Unlike Canada, where two slots stayed open into the final hours, these were clean substitutions of one named player for another. The pattern across them is timing: a replacement called up days before the opener arrives with no friendly to play into and a coaching staff that must integrate a new face on the training pitch alone. The expanded 48-team tournament magnifies the volume of these last-minute calls, each settled against the same hard registration cutoff.

Deep Analysis

In plain English

In the final week before the World Cup, four major nations had to swap players out of their squads because of injuries. The Netherlands lost Jurrien Timber, a defender, to a groin problem. Brazil lost Wesley, a forward, after he tore a muscle in his leg during a warm-up friendly against Egypt. Germany lost Lennart Karl, a defender, to a thigh injury. Each team called in a replacement from their extended squad list before the 11 June deadline. For the United States, the situation was less clear: centre-back Chris Richards had been ruled out of the Germany warm-up match in early June with two torn ankle ligaments, but by 8 June he had returned to training. The US had to decide by 11 June whether to keep him in the squad or replace him; his status had not been confirmed as fit when this update was written.

Deep Analysis
Root Causes

All three confirmed injuries occurred during late-season club matches or warm-up friendlies. Wesley's adductor tear happened in Brazil's 7 June Egypt friendly, a game played when the club season in England's Premier League and Italy's Serie A had already finished but Brazil's preparation schedule ran to the edge of the replacement window.

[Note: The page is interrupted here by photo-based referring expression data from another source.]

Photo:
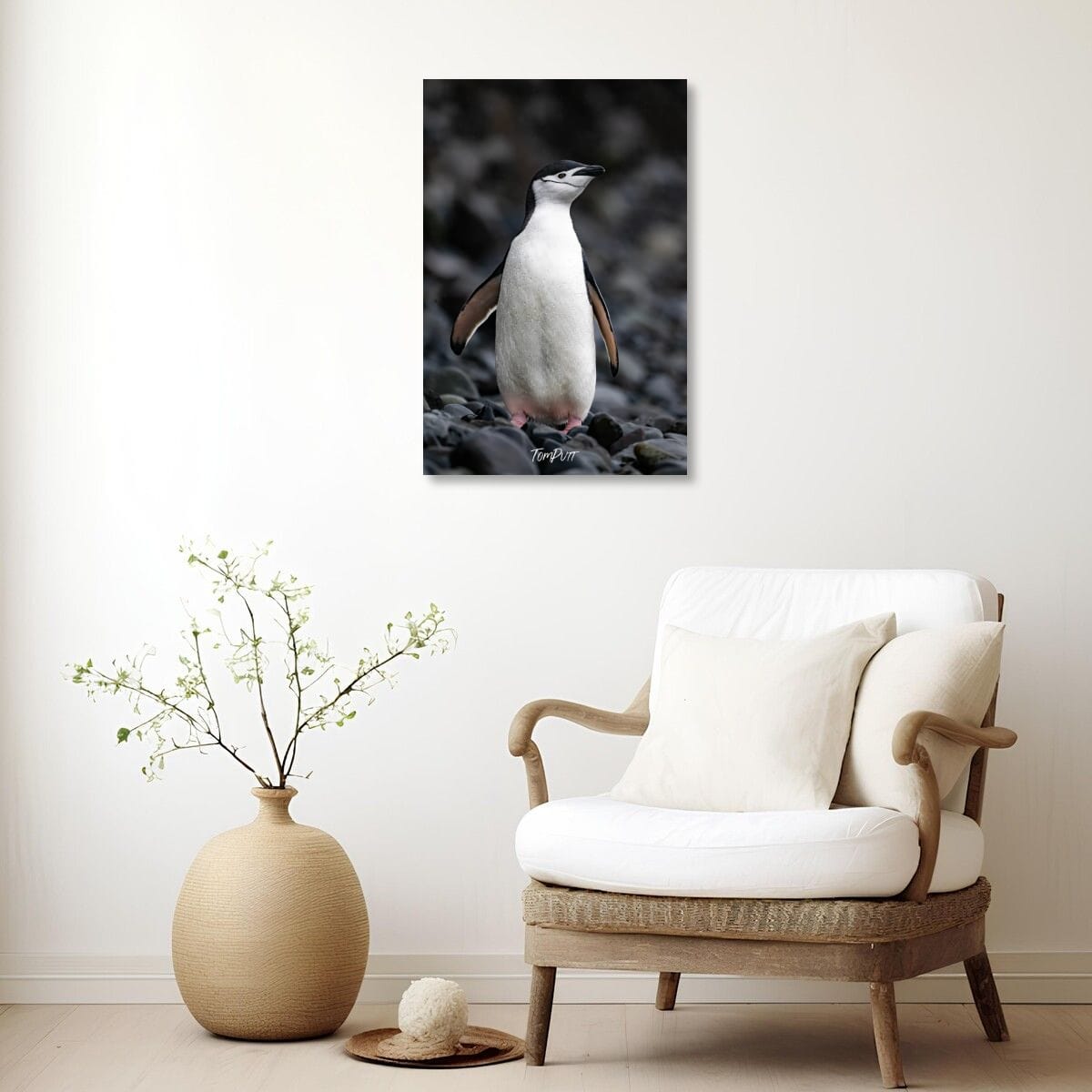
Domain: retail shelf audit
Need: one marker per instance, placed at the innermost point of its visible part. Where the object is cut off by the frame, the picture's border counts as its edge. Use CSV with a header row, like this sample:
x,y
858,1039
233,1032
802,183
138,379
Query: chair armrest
x,y
909,727
632,722
907,751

Groin and thigh muscle injuries in this phase of a season reflect accumulated soft-tissue fatigue; players competing at Champions League or Europa League level through May carry load profiles that make a pre-tournament friendly a genuine injury risk, not a safe run-out.

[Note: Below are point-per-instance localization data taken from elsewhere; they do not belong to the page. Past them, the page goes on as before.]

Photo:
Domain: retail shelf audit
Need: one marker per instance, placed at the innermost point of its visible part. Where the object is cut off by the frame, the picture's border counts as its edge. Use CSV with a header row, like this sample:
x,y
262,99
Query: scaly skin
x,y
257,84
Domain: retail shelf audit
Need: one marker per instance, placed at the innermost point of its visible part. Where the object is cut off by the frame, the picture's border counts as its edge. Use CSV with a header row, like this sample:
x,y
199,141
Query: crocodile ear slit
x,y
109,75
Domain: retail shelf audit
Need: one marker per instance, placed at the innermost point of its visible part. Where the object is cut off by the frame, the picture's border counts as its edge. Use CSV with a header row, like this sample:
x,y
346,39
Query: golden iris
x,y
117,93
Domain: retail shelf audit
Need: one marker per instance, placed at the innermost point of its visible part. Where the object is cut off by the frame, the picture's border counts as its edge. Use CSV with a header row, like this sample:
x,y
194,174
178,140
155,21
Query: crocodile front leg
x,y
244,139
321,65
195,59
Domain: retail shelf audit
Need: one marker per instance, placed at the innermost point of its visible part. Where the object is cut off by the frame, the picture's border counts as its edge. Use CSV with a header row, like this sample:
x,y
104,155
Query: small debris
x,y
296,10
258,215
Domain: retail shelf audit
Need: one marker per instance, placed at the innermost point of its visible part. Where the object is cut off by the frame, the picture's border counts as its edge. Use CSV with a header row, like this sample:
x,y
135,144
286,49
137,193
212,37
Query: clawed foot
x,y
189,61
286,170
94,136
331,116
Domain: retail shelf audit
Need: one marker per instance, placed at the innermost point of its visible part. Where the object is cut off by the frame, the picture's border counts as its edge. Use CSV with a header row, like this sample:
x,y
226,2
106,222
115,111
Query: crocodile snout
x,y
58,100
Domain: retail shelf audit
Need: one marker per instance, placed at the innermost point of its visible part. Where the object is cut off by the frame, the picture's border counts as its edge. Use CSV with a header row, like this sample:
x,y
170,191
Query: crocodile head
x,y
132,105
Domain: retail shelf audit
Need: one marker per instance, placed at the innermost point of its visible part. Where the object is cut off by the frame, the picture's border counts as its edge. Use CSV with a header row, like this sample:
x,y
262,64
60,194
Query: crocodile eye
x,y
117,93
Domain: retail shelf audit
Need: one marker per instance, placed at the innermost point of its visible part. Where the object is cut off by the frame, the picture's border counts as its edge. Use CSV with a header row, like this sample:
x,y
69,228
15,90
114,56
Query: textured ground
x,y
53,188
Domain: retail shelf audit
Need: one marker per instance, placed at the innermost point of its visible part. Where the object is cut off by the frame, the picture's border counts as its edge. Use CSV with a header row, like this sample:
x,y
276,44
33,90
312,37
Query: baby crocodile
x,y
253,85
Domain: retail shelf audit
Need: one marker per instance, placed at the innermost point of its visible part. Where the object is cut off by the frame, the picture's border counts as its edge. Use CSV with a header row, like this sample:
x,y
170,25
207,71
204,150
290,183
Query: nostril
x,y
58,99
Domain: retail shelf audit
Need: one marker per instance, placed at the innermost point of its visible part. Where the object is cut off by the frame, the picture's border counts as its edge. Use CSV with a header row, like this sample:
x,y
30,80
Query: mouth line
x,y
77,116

FIFA's replacement rules create a perverse incentive: teams hold injury-risk players in the squad until the last possible moment to avoid showing tactical weakness to opponents. A squad announcement with a fit player who then withdraws protects information for longer than an early replacement, but it compresses the replacement's integration time to near zero.

What could happen next?
  • Consequence

    Assan Ouedraogo joins Germany's squad with minimal tournament preparation time; a player integrating a new tactical system in days rather than weeks carries a higher performance variance in early group matches.

  • Precedent

    Five confirmed injury replacements across four squads in a single week, all soft-tissue, supports FIFPro's data-backed lobbying for a mandatory recovery window between domestic season end and World Cup squad camps.